Remembering Arvel Gentry and John Letcher, Pioneers of Sailing Science
It was a quarter-century ago that Sailing World published "Fluid Dynamics: How Modern Science and Sailing Discovered Each Other." (You can read it here in PDF form.) The main players covered in it, Arvel Gentry and John Letcher, have gone to Fiddler's Green, Gentry in 2015 and Letcher in 2018. Both were geniuses and gentlemen of the sport.
Almost a quarter-century before that article appeared, Gentry had written a series of lessons in Sail magazine that debunked some of the popular concepts of how sails worked. "Gentry and company were weighing in with talk of stagnation streamlines, separation bubbles, starting vortices, Kutta Conditions. They were saying outright that much of what modern sailors had been taught about lift and drag on an airfoil was just rot. And they weren't appreciated."
They weren't appreciated because, as sailors and human beings, we tend to simplify concepts until our brains are comfortable with them. Well, as Einstein said, "Everything should be made as simple as possible, but not simpler." To this day, despite the prodigious advances in both the hardware and software that have made computational fluid dynamics (CFD) commonplace in the design of vessels, sails, and underwater appendages, there's still plenty of mystery in how these structures operate in the real world, and it's not for want of either brain power or computer power.
What aero-hydrodynamicists and computer engineers have been able to do with CFD is create an animation of dynamic events, and they can make pretty accurate predictions of how things will work given a particular set of imagined conditions. But of course fifteen degrees of heel angle are not always fifteen degrees. And real waves don't observe a constant height or frequency. Windspeed varies. Wind direction varies. The same goes for the set and drift of water current. Then add in the human factor: People steer differently, and trim sails differently, and move around the boat, changing everything all the time.

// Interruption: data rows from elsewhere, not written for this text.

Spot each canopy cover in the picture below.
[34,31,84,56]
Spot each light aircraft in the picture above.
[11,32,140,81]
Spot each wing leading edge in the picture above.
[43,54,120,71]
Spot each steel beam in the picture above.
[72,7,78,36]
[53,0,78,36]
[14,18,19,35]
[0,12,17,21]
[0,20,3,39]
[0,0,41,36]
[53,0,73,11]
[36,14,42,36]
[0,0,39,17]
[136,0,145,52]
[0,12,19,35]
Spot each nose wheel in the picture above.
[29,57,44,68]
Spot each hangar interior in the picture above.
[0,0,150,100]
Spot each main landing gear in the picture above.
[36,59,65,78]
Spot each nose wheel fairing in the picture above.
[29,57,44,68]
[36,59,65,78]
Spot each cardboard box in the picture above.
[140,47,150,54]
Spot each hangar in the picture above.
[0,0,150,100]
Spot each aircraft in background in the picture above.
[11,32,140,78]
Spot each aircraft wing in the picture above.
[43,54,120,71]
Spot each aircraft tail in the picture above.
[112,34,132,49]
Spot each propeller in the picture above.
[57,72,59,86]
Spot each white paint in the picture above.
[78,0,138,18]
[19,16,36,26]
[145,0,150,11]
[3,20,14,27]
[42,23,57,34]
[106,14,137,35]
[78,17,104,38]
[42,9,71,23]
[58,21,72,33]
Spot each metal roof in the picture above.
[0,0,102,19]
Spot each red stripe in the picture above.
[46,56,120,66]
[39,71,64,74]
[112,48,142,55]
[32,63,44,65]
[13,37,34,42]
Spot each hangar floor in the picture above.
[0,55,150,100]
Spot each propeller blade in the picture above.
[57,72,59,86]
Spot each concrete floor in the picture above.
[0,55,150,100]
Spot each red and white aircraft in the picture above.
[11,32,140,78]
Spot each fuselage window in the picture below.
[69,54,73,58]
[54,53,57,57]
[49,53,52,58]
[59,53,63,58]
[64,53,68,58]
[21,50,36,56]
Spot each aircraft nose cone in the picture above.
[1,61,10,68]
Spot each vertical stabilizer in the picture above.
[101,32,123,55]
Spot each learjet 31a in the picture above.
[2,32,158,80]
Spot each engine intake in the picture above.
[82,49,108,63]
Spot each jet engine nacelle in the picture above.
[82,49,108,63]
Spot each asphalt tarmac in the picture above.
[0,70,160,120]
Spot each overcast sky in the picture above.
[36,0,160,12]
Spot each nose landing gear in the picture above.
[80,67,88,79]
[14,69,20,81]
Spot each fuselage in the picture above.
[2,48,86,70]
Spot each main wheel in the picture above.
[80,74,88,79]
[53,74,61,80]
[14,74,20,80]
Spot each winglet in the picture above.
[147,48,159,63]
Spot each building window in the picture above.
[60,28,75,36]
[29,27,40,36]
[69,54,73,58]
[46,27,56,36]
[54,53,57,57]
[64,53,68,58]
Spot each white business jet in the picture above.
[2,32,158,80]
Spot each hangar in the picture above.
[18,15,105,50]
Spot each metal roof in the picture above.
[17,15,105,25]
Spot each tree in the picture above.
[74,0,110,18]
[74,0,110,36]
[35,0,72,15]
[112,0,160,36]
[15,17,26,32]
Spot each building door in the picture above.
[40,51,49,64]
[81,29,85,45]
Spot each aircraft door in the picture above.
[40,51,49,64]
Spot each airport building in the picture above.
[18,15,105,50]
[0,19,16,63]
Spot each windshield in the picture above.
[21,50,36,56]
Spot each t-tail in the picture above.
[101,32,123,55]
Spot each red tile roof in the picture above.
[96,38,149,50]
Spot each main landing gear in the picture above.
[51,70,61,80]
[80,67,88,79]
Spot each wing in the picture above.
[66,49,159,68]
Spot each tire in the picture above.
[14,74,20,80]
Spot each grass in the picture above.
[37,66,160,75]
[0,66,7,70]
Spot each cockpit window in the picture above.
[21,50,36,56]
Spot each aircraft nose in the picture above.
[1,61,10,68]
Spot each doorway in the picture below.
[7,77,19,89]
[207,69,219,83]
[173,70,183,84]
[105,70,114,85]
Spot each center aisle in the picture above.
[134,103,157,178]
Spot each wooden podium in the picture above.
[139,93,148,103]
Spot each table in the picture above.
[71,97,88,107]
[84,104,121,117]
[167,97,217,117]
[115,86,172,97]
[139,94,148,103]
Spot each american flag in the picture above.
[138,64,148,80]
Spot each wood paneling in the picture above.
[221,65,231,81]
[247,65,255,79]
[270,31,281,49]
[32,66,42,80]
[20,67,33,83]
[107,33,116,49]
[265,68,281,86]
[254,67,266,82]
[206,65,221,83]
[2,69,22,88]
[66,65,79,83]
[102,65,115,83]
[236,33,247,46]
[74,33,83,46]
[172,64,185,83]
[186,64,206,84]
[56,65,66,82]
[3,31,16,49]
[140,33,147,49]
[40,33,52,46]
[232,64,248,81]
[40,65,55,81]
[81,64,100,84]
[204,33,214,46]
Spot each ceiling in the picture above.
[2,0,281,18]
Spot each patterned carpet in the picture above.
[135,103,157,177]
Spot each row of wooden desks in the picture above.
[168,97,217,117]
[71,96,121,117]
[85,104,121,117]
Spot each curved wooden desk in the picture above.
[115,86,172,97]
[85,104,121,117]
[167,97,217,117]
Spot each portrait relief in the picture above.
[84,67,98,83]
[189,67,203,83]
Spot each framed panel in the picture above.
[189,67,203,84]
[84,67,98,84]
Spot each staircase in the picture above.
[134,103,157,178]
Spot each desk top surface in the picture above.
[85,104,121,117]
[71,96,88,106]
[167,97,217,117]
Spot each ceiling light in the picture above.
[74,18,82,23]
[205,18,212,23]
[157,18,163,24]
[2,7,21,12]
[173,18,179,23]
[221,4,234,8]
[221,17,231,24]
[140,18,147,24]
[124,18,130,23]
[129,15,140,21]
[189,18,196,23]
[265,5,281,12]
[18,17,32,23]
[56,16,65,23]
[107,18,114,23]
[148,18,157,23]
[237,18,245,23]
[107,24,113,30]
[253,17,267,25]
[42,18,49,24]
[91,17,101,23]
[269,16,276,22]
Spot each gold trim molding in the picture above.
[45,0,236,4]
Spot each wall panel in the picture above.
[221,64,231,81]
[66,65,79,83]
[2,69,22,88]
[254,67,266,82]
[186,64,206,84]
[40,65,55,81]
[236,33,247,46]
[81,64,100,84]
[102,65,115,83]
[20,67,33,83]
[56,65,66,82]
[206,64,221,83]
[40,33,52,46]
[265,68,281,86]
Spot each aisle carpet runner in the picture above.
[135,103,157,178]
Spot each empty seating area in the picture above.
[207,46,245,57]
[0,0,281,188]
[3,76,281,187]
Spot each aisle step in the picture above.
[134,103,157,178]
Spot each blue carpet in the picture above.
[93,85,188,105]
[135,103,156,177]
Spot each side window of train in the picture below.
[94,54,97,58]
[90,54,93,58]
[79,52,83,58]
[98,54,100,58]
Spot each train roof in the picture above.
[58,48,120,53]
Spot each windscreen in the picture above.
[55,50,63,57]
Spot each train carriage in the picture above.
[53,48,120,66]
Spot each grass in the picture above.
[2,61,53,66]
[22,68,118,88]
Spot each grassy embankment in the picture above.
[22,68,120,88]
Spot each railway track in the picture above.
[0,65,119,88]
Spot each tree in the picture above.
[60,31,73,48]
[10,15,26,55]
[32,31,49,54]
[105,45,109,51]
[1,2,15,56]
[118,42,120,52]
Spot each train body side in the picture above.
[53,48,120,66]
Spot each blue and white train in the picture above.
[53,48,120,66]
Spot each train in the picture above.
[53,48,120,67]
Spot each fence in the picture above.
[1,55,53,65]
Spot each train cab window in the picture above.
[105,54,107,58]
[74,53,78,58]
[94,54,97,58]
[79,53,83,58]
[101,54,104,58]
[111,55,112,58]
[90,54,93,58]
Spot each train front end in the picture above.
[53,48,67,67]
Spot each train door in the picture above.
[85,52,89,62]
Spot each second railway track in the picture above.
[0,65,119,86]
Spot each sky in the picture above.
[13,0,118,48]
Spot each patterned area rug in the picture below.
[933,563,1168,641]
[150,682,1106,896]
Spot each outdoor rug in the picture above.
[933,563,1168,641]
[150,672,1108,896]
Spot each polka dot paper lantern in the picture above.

As the Fluid Dynamics article says, "The essential challenge... is in trying to make a vessel move nicely through two fluids simultaneously, part of it stuck down into thick, slow-moving water, and the other part stuck up into thin, fast-moving air. Add peripheral challenges like waves, local wind dynamics, geographical effects on both fluids, and the limitations of boat design, and you've got an excellent puzzle to solve." Which is why people like Gentry and Letcher have always been drawn to the sport, and why sailmakers and Formula One engineers and aeronautical engineers enjoy talking to each other.
There's still mystery in sailing because the elements we sail in are always chaotic, slightly or greatly. It seems likely that there are some people who, by nature or practice or both, are better attuned to the what's coming through the chaos pipeline than the most powerful and sensitive computer program. Will that always be the case?